The Interior Department is moving too fast with leasing, McGee said, including with an upcoming fourth-quarter lease sale scheduled for December. “Leasing is the point at which [without adequate stipulations] the agency gives up the ability to say no,” she said. “We need to learn the lessons of the very recent past.”
That recent past cost conservationists millions to protect the Noble Basin near Bondurant, an important habitat and migration avenue for deer and elk. “The agency told all of us ‘It’s OK — we’ll work it out at the APD [application for permit to drill] stage.’ ”
What emerged was a plan to drill 135 wells. “The public had to raise $9 million to buy out those leases,” she said.
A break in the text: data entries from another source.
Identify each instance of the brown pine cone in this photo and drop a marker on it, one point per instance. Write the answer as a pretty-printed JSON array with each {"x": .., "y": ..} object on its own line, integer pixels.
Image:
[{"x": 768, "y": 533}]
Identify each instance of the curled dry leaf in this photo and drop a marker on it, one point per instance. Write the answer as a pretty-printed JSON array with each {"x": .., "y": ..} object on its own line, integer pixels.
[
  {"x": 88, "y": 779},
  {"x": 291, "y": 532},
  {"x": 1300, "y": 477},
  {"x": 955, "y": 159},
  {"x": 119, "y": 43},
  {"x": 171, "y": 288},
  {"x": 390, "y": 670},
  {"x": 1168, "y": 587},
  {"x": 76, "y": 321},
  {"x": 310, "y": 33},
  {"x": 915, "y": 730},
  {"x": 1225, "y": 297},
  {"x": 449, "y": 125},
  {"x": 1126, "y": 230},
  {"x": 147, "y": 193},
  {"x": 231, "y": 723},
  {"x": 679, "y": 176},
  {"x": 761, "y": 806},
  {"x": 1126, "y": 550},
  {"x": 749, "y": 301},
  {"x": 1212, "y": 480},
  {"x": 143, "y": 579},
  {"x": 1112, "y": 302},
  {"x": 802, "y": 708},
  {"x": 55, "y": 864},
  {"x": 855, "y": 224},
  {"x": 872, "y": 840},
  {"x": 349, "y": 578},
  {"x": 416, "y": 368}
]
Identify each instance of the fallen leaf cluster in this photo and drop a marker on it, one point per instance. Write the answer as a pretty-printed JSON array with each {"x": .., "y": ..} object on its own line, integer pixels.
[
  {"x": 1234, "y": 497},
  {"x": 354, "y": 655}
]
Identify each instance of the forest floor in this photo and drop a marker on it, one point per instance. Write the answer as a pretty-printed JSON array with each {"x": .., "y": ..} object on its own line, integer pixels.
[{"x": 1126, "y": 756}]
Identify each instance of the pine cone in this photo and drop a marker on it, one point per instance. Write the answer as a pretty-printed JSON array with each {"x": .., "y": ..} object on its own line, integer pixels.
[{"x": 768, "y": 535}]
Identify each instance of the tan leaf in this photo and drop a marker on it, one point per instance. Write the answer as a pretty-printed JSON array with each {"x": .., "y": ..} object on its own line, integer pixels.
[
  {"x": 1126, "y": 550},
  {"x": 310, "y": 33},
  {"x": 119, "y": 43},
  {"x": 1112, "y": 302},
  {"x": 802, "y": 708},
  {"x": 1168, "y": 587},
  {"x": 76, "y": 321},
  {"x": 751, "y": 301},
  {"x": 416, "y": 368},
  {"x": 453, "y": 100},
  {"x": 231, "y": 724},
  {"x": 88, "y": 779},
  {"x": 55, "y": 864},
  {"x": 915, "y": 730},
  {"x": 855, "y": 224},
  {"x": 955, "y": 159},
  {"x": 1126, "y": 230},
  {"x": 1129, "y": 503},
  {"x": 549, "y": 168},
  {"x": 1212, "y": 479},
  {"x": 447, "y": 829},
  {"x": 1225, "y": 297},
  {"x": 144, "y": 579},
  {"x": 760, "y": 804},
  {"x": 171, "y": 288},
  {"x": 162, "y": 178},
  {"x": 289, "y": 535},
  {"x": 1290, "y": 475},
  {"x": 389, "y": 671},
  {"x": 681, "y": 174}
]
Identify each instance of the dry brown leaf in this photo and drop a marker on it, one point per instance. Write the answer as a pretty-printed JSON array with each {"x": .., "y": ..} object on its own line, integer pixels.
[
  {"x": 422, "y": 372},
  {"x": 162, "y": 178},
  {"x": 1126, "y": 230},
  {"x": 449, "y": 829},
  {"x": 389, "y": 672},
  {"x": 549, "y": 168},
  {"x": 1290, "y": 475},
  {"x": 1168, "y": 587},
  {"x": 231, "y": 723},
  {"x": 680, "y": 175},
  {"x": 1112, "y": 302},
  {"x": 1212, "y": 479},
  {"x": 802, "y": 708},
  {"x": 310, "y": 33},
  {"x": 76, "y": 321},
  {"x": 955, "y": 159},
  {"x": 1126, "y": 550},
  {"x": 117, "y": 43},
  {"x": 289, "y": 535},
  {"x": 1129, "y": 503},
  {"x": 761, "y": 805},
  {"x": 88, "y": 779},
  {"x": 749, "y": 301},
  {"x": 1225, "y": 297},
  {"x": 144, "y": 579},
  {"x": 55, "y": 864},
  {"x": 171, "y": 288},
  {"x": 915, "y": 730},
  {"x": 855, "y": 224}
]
Mule deer avoid developments, including energy fields, according to a paper by Teal B. Wyckoff, a researcher with the Wyoming Cooperative Fish and Wildlife Research Unit, Department of Zoology and Physiology at the University of Wyoming. “Our results suggested that deer increased rate of movement, reduced time in stopovers, and shifted stopovers in areas of intense development,” a summary of her and others’ research reads. It was published in February in the journal Ecosphere.
As WOC mulls its next step in its protest of the mule deer migration corridor leases, it takes some comfort in a recent federal court decision in Idaho. McGee said the court decided that the truncated comment and protest periods proscribed in Interior’s sped-up leasing plans are too short.
“We’re coming up to the point where they might have to postpone the December lease sale in order to comply with this order,” she said.